Can you carry over to the next day if you binge?

Um, no. If we could, then we’d cave in and go back to where we started.

I’m not trying to spoil your fun. Just helping you stay focused on your goal. Check the labels and set a daily limit of how much sugar to ingest. At the vey least you can prevent yourself from binging and feel good about staying on track.

So is sugar good for you then? I mean, if there’s a recommended daily intake…

There’s a limit to how much your liver can handle. Go over that limit and you start getting the unhealthy side effects. According to a few research studies mentioned in the random infographics above (I mean, I didn’t actually conduct an exhaustive background check), 24 grams if you’re a woman, 36 if you’re a man, and 12 if you’re a kid.

Sugar contains two molecules. Glucose and fructose. Glucose is good. Fructose is bad. Glucose is good because every cell in our body uses it for energy. But we don’t need boat loads of it. Fructose is the bad one that, long story short, turns into fat. So the whole 12-36 numbers above, I safely assume, refer to the limits our liver can handle.

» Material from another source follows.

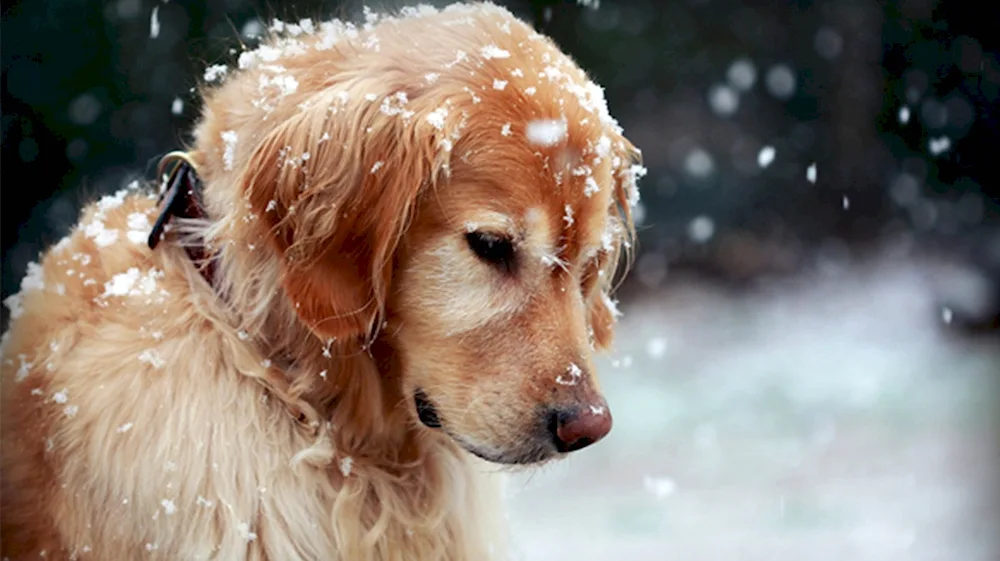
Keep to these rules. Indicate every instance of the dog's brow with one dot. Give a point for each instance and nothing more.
(490, 221)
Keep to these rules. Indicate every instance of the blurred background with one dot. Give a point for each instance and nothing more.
(808, 363)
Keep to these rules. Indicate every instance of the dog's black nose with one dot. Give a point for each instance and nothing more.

When you read the list of ingredients on food labels, look for fructose (or corn syrup). This stuff is in everything. Peanut butter, yogurts, fruit drinks, low fat this, fat free that, you name it. See why I said earlier to avoid processed food as much as possible?

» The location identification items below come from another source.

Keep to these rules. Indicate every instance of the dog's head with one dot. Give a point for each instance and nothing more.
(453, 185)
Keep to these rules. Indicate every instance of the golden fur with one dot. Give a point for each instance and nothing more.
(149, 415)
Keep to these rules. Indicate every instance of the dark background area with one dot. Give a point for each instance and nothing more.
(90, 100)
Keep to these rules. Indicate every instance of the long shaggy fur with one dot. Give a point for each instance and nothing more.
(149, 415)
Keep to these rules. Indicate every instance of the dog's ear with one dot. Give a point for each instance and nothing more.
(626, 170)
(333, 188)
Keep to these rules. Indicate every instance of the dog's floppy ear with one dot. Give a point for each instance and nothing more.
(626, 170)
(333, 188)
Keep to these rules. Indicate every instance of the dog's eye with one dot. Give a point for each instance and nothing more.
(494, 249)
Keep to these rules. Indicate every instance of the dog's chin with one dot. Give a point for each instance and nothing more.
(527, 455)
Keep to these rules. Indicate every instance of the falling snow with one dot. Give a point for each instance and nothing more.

Wait, there’s a recommended daily intake of sugar?

Yeah, I’m surprised as well. But this is the reason why I started this blog. To learn about sugar and it’s affects. Could there be a good side to sugar? Is there a consequence to not ingesting sugar? Looks like I’ll be learning some new things with this blog!

Chime in with your learnings and help me, um, learn something new.